Twitter is a host to an unlimited amount of chit-chat, gossip, and poorly written sentences. While it can be hard to get a grasp on the overall picture of what the talk is all about, having access to all the tweets can be surprisingly handy if you have the computers and software to parse, process, and analyze all this information.
Case in point is a project from Johns Hopkins University to track the spread of influenza from online tweets. Previously the team managed to track how influenza progressed on a national level, but the reality is that there are great regional and local differences in how the disease spreads. This led them to focus on one city, New York, to see whether local variations can also be discovered. Turns out that by querying billions of tweets and pulling out only ones originating from New York City that actually mention the writer’s own incidence of the flu, they showed that their results tracked closely with traditionally gathered data on the 2012-2013 flu season.

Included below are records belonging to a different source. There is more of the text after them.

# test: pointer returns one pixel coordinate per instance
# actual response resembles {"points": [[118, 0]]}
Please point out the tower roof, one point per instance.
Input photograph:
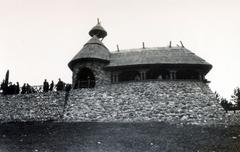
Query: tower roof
{"points": [[98, 30], [93, 49]]}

Basic results from the study abstract in PLoS ONE:
Our system’s influenza prevalence estimates were strongly correlated with surveillance data from the Centers for Disease Control and Prevention for the United States (r = 0.93, p < 0.001) as well as surveillance data from the Department of Health and Mental Hygiene of New York City (r = 0.88, p < 0.001). Our system detected the weekly change in direction (increasing or decreasing) of influenza prevalence with 85% accuracy, a nearly twofold increase over a simpler model, demonstrating the utility of explicitly distinguishing infection tweets from other chatter.